About This File
Megalosaurus (meaning "Great Lizard", from Greek,megalo- meaning 'big', 'tall' or 'great' and sauros meaning 'lizard') is a genus of large meat-eating theropod dinosaurs of the Middle Jurassic Period (Bathonian) o
Megalosaurus was the first dinosaur to be described. Part of a bone was recovered from a limestone quarry at Cornwell near Chipping Norton, Oxfordshire, England in 1676. The fragment was sent to Robert Plot, Professor of Chemistry at the University of Oxford and first curator of the Ashmolean Museum, who published a description in his Natural History of Oxfordshire in 1677. He correctly identified the bone as the lower extremity of the femur of a large animal and he recognized that it was too large to belong to any known species; he considered it to be the thigh bone of a giant. The bone has since been lost but the illustration is detailed enough to identify it clearly as the femur of a Megalosaurus.
The Cornwell bone was described again by Richard Brookes in 1763. He named it Scrotum humanum, while describing its similar appearance to a pair of human testicles. The label was not considered to be a "name" for the animal in question at the time, and was not used in subsequent literature. Technically, the name was published after the advent of binomial nomenclature, and although this name theoretically had priority over Megalosaurus, the rules of the ICZN state that if a name falls into disuse for 50 years after publication, it is no longer in competition for priority. Therefore, the name Scrotum humanum is a nomen oblitum, or "forgotten name".

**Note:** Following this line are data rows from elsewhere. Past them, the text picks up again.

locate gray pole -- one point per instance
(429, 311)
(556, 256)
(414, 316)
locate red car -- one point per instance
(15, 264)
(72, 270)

More discoveries were made, starting in 1815, again at the Stonesfield quarry. They were acquired by William Buckland, Professor of Geology at the University of Oxford and dean of Christ Church. He did not know to what animal the bones belonged but, in 1818, after the Napoleonic Wars, the French comparative anatomist Georges Cuvier visited Buckland in Oxford and realised that the bones belonged to a giant lizard-like creature. Buckland then published descriptions of the bones in Transactions of the Geological Society, in 1824 (Physician James Parkinson had described them in an article in 1822).